Il réapparut avant même de disparaître. La magie des gens pressés.
— Vos résultats sont assez impressionnants, mais maintenant, donnez-moi l’envie de vous choisir parmi la vingtaine de candidats que nous rencontrons pour ce poste.
Amusé devant ce déversement de chance, Vigo posa son CV devant lui et présenta son cursus. L’homme à la tête d’œuf l’interrompit d’emblée.
— Mal parti, monsieur Nowak ! Rangez-moi votre CV ! J’espère que vous avez la tête suffisamment bien faite pour vous souvenir de votre parcours, tout de même !
Vigo hésita et finit par s’exécuter. Il l’avait signalé à Sylvain : en aucun cas l’argent ne devait modifier leurs habitudes. Mais il sentait qu’une cire brûlante pouvait à tout moment jaillir de ses lèvres et exploser à la face de l’Œuf.
Après une inspiration exagérée, il
s’enfonça dans un ressac de mensonges et de vérité, récita des phrases types
sur la motivation, l’envie de réussir, le
— Intéressant, monsieur Nowak. Quels sont vos objectifs de carrière ? Comment vous voyez-vous dans dix ans ?
Réponse formatée qui sembla plaire au robot. L’homme exhibait une dentition à faire pâlir un grand requin blanc.

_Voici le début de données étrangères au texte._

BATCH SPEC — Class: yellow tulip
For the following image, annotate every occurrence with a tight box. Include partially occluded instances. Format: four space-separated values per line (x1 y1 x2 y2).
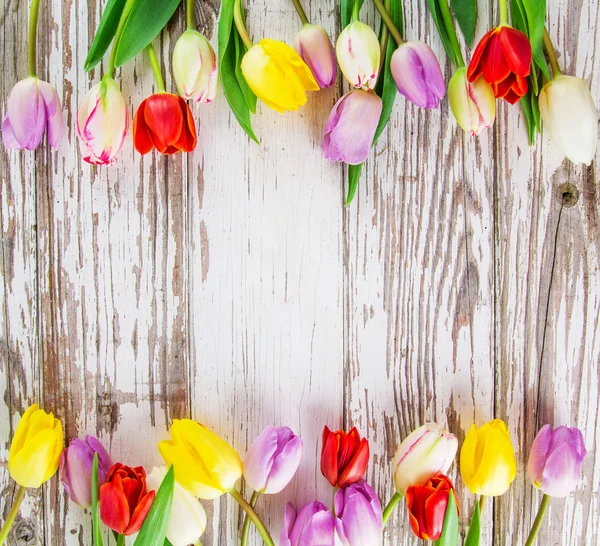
242 39 319 112
460 419 517 497
158 419 242 499
8 404 64 487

— Vous avez noté sur la fiche de renseignements un salaire indicatif de quarante mille euros bruts annuels, poursuivit le rapace. Combien gagniez-vous dans votre ancienne entreprise ?
— Trente-huit mille, mentit Vigo.
Toujours gonfler de quinze pour cent. Par principe, pour anticiper les baisses systématiques.
— Cela me paraît beaucoup, à la vue de vos compétences. Les marchés sont très tendus en ce moment. Je pense que vous en êtes conscient.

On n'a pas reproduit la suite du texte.